Thank you for your advice. Compared RICE (my processor name) RTL and
MIPS RTL, I found the problem. Because of the subreg operations which
I missed to add support in my RTL. I noticed the mips rtl code which
will convert the QImode and HI mode to SImode operations. Like the
following:
(insn 28 26 29 2 (set (reg:QI 198)
(mem:QI (reg/v/f:SI 193 [ data ]) [0 S1 A8])) -1 (nil)
(nil))
(insn 29 28 30 2 (set (reg:SI 191 [ D.1099 ])
(zero_extend:SI (reg:QI 198))) -1 (nil)
(nil))
(insn 30 29 31 2 (set (reg:SI 199)
(lshiftrt:SI (reg:SI 191 [ D.1099 ])
(const_int 4 [0x4]))) -1 (nil)
(nil))
But in my port, the rtl code is like this:
(insn 25 23 26 2 (set (reg:QI 45 [ D.1059 ])
(mem:QI (reg/v/f:SI 47 [ data ]) [0 S1 A8])) -1 (nil)
(nil))
(insn 26 25 27 2 (set (reg:QI 50)
(lshiftrt:QI (reg:QI 45 [ D.1059 ])
(const_int 4 [0x4]))) -1 (nil)
(nil))
If I extend the QI operands, then do the shift operations, the logic
will be right.
But the question is how I make the gcc know to extend every smaller
mode to SImode. Now I check the MIPS port, maybe I can find some clue.
Thank you for your guys.
daniel.tian
2009/3/27 Ian Lance Taylor <[email protected]>:
> daniel tian <[email protected]> writes:
>
>> I am porting gcc to a 32bit RISC chip, and I met a logical
>> error with 16bit arithmetic operations in generating assemble code.

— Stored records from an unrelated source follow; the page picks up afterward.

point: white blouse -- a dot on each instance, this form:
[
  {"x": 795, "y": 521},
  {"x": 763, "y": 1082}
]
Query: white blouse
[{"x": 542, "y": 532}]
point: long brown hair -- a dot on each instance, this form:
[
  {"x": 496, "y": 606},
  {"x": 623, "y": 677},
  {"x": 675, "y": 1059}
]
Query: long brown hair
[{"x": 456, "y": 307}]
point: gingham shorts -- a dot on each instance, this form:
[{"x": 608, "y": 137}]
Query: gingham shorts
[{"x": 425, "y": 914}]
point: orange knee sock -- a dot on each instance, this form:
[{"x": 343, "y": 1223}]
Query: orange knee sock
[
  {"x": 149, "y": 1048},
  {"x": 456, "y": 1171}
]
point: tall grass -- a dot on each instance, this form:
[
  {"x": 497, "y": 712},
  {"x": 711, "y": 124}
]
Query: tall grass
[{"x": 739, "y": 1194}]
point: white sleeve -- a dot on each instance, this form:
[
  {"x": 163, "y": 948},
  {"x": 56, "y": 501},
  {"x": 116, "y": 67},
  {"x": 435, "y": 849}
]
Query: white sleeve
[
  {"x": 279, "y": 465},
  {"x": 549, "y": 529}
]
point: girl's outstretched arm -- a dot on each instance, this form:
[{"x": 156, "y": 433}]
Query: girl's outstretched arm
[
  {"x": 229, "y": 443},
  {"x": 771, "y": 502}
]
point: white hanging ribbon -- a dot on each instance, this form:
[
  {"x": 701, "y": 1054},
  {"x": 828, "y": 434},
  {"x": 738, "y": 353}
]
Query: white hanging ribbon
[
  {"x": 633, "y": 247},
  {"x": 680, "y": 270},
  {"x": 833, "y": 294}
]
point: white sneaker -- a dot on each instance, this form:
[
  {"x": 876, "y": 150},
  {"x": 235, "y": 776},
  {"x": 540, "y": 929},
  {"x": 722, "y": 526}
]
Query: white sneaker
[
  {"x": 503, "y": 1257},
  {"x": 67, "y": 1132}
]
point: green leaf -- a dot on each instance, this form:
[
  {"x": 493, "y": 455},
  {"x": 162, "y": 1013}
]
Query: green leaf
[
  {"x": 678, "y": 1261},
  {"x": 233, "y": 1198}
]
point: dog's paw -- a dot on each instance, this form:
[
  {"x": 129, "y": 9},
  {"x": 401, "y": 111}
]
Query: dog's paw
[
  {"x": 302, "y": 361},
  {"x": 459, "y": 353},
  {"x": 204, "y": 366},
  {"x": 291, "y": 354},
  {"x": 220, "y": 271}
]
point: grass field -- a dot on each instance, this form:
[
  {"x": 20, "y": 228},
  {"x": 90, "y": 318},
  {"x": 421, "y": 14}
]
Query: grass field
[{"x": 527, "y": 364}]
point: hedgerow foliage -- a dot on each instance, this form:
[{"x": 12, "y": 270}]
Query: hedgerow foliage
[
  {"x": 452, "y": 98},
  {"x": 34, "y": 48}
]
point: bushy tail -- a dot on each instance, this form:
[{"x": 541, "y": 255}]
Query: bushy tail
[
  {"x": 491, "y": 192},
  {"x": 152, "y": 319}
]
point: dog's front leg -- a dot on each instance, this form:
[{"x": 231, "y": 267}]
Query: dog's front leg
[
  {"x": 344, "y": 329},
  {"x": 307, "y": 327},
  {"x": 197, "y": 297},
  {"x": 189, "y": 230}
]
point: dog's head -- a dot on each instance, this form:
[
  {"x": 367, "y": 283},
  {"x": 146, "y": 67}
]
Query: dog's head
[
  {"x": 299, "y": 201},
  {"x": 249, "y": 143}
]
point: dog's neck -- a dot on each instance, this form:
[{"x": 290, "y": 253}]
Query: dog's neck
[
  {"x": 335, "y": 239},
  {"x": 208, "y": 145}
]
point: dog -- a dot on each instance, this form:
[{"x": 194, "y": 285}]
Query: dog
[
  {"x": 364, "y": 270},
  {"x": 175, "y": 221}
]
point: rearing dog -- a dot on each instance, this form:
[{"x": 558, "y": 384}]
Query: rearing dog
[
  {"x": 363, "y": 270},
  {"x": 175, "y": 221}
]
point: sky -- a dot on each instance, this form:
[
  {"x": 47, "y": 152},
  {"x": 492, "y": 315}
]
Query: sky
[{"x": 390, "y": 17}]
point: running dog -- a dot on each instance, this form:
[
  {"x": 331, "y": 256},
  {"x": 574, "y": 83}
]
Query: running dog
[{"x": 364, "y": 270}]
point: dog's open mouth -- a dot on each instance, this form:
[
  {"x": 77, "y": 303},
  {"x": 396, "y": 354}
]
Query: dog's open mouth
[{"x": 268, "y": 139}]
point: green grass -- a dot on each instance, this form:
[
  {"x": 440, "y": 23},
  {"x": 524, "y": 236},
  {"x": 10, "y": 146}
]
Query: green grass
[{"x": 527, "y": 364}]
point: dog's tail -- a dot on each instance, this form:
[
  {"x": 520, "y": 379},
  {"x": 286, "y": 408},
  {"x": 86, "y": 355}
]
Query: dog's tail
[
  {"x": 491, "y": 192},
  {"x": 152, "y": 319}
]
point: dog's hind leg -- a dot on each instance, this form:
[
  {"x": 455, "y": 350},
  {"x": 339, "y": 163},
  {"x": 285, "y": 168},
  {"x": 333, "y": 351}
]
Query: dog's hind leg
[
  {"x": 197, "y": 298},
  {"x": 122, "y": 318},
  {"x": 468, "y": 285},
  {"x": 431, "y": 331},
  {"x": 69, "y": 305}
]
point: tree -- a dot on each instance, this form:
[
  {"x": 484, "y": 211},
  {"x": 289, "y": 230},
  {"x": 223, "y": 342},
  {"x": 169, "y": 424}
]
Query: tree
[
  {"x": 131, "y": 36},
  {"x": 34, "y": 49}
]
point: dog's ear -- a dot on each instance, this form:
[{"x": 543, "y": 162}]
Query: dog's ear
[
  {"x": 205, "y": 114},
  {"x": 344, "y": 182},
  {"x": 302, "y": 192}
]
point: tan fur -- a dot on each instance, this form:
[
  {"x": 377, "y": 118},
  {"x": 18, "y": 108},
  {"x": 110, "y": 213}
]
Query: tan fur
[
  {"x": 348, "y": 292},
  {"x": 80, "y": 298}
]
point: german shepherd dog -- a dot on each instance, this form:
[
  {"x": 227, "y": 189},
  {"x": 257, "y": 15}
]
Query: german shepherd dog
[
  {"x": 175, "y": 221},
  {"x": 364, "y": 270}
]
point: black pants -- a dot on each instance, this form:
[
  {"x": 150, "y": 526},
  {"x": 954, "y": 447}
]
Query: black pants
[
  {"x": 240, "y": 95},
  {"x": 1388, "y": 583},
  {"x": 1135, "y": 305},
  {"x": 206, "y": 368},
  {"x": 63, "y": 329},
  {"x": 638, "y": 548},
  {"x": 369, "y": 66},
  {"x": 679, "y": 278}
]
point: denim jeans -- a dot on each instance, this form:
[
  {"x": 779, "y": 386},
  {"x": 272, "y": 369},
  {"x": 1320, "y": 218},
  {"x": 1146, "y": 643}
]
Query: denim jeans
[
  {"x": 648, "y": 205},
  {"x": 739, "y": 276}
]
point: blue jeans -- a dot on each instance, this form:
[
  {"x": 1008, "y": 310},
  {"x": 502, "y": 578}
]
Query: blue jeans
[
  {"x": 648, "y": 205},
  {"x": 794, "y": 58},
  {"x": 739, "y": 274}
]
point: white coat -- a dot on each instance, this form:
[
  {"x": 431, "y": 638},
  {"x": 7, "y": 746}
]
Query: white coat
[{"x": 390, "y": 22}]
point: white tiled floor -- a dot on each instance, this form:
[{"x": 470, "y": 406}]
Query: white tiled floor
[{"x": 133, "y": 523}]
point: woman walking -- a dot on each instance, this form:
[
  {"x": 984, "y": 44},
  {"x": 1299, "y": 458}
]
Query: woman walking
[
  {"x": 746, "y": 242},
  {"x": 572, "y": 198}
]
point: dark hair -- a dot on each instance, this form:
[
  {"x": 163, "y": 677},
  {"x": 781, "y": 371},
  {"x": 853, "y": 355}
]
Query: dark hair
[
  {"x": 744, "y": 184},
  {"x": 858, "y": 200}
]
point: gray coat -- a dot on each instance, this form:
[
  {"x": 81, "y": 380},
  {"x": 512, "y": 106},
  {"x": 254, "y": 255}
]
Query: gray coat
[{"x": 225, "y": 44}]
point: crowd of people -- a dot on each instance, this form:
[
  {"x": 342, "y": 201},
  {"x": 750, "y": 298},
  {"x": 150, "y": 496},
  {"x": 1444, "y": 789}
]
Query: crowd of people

>> the error is between two 16bit data movement(unsigned short).
>> While like A = B, A, and B are all unsigned short type. B is a
>> result of a series of computation, which may have value in high 16bit.
>> Because A , B are both HImode, so the move insn doesn't take zero
>> extend operation, so A will have value in high 16bit which will caused
>> a wrong result in computation.
>
> The relevant types in your code are "unsigned short". I assume that on
> your processor that is a 16 bit type. An variable of an unsigned 16 bit
> type can hold values from 0 to 0xffff, inclusive. There is nothing
> wrong with having the high bit be set in such a variable. It just means
> that the value is between 0x8000 and 0xffff.
>
>
>> ;; 1--> 23 R5=R6 0>>0xc :nothing
>> //R5 and R6 are both unsigned short type. But R6 will
>> have it's value in high 16bit because of series of logical operations
>> (AND, OR, XOR and so on). Doing it like this way will cause R5 also
>> being valued in high 16bit. This will cause a wrong value. The correct
>> one is : R5 = R2 0 >> 0xC. because R2 did zero extend in former insn
>>>From R6. But How I let gcc know it.
>
> No. 0>> means a logical right shift, not an arithmetic right shift
> (LSHIFTRT rathre than ASHIFTRT). When doing a logical right shift, the
> sign bit is moved right also; it is not sticky. This instruction is
> fine. Perhaps there is a problem in your implementation of LSHIFTRT.
>
> Ian
>